Je n’accorde pas au prestataire la permission de faire appel

[7] Avant de rendre ma décision, j’ai lu la demande de permission de faire appel du prestataireNote de bas de page 2. J’ai également lu la décision de la division générale et examiné les documents au dossier de la division généraleNote de bas de page 3.

[8] Pour les motifs qui suivront, je ne peux pas donner au prestataire la permission de faire appel.

Le critère relatif à la permission de faire appel a pour effet d’écarter les appels qui n’ont aucune chance raisonnable de succèsNote de bas de page 4

[9] La prestataire a demandé la permission de faire appel. Pour que cette permission lui soit accordée, il doit être défendable que la division générale ait commis une erreur, qui lui donne ainsi une chance raisonnable de gagner son appelNote de bas de page 5.

[10] La loi me permet seulement d’examiner quatre types d’erreurs : la division générale doit avoir mené une procédure inéquitable ou commis une erreur de compétence ou de droit ou une erreur de fait importanteNote de bas de page 6.

L’appel du prestataire n’a aucune chance raisonnable de succès

[11] Les motifs d’appel du prestataire exposent les questions clés et les principaux arguments que je dois examinerNote de bas de page 7.

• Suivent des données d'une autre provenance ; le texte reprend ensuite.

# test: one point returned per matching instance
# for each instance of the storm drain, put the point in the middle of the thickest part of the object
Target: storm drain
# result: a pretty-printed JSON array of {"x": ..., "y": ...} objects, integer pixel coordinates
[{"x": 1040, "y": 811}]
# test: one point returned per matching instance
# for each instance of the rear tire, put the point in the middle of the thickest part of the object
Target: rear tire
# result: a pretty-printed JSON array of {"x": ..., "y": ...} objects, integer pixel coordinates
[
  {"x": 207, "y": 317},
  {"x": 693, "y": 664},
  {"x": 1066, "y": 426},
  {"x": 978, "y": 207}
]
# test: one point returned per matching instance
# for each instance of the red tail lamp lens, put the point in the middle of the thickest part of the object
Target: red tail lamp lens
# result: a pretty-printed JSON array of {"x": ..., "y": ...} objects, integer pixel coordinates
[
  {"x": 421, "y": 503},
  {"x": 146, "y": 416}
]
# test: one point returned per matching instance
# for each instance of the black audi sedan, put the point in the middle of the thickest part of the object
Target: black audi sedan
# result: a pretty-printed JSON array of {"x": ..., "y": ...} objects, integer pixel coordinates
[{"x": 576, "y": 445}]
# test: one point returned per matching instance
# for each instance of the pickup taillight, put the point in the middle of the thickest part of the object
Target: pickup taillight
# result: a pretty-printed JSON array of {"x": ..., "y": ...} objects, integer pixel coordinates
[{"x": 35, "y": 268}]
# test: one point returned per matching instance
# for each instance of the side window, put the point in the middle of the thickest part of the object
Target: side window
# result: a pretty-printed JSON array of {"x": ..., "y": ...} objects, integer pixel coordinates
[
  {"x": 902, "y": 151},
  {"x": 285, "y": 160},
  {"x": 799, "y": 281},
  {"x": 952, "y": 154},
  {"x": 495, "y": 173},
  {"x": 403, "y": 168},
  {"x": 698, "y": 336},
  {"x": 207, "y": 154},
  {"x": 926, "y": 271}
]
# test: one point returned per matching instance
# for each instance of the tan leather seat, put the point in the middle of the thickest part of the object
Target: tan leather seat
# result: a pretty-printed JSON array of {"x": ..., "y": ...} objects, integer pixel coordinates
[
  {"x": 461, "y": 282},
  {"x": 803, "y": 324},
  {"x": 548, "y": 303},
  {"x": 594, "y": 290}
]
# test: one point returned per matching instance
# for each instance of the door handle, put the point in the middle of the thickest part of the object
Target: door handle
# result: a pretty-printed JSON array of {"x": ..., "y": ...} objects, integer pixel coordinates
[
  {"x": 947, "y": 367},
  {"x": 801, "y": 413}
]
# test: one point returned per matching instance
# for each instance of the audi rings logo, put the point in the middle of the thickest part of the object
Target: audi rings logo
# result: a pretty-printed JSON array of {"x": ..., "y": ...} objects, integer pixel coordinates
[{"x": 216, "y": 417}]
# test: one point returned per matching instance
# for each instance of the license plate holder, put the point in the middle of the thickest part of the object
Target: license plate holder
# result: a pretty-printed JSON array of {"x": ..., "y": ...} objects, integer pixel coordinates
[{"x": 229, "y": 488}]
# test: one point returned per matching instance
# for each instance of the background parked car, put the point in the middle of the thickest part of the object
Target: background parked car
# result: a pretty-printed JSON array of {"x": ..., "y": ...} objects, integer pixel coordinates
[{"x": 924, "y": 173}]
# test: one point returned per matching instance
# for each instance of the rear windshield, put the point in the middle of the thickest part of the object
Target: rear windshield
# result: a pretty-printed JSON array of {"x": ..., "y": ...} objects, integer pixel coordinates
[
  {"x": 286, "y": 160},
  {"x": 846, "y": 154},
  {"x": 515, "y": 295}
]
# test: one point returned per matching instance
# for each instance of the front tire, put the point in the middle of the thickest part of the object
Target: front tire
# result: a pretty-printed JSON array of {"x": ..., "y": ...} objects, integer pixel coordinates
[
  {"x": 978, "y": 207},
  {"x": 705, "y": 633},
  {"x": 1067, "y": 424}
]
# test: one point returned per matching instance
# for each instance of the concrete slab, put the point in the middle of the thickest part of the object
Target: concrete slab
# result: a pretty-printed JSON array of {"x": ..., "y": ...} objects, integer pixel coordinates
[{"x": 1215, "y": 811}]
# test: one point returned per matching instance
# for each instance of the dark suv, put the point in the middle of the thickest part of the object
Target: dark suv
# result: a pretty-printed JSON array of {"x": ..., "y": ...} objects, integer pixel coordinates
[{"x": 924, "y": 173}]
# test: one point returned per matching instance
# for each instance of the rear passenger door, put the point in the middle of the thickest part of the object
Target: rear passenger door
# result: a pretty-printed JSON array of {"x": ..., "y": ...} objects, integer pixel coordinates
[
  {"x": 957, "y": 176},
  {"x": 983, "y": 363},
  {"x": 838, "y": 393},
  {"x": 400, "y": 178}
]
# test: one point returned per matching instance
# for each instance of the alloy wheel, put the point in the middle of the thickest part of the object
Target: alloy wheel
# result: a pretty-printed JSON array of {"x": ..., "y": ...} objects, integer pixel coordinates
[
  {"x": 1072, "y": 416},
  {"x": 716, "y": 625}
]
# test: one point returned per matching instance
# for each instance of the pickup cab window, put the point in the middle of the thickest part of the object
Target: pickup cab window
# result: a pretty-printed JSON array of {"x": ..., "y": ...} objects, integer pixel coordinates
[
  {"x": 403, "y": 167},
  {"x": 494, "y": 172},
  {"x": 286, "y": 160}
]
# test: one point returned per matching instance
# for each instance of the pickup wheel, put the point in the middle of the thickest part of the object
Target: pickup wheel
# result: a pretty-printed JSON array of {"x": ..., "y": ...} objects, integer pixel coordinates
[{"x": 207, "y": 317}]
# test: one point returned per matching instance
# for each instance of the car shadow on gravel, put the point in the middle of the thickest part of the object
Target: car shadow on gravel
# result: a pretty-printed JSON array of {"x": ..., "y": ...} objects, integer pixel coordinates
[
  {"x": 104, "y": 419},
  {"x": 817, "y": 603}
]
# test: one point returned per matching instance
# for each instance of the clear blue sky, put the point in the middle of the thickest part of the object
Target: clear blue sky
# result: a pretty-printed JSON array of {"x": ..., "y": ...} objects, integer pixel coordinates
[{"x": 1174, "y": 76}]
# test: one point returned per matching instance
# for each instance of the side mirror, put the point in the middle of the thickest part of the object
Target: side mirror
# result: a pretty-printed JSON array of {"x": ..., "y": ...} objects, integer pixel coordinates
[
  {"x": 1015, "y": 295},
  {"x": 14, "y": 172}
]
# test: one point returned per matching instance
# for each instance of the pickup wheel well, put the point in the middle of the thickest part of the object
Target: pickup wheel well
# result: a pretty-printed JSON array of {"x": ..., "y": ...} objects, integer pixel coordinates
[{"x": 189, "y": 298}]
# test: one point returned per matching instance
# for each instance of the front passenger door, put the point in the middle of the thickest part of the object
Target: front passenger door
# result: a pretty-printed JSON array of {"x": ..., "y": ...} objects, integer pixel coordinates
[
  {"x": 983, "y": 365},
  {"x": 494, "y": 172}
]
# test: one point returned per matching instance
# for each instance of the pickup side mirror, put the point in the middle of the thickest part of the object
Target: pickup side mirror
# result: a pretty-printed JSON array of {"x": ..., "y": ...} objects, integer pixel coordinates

[12] Je comprends que le prestataire n’est pas d’accord avec la décision de la division générale et son résultat. Cependant, quand je considère son avis d’appel à la division générale, la décision de la division générale et sa demande de permission de faire appel, les motifs que le prestataire avance montrent qu’il tente de plaider sa cause à nouveau. Pourtant, une demande à la division d’appel ne permet pas de repartir à zéro. Le prestataire doit plutôt montrer, par ses motifs, qu’il est défendable que la division générale ait commis une erreur dans sa décision. Ses motifs ne montrent rien de tel.

[13] Le prestataire se représente seul. Je ne me suis donc pas limité à ses motifs pour savoir s’il remplissait le critère pour obtenir la permission de faire appelNote de bas de page 8. J’ai examiné s’il était défendable que la division générale ait commis une erreur de droit ou une erreur de fait importante.

[14] Dans sa décision, la division générale a expliqué pourquoi elle n’avait pas le pouvoir de se prononcer sur le fait que la Commission n’avait pas respecté le délai de 30 jours (paragraphes 15 et 18). On ne peut pas soutenir que la division générale ait commis une erreur de droit dans cette partie de sa décision.

[15] La division générale a expliqué pourquoi elle utilisait le critère du motif valable prévu par la Loi pour se prononcer sur sa demande d’antidate, et non le critère établi dans la décision Vavilov, qui demanderait d’examiner s’il avait agi raisonnablement (paragraphes 15 et 19). Il n’est pas défendable que la division générale ait commis une erreur de droit dans cette partie de sa décision.

[16] Il n’est pas non plus défendable que la division générale ait commis une erreur de droit en appliquant le critère de l’article 10(4) de la Loi sur l’assurance-emploi pour antidater une demande (paragraphes 10 à 13 et 20 à 23).

[17] Enfin, après avoir examiné les documents dont la division générale disposait, j’estime impossible de soutenir qu’elle aurait ignoré ou mal interprété la preuve pertinente dans sa décision, ou de soutenir qu’il existe des éléments de preuve pertinents qui soient contraires à sa décision.

Conclusion

[18] L’appel du prestataire n’a aucune chance raisonnable de succès. Par conséquent, son appel ne peut pas se poursuivre.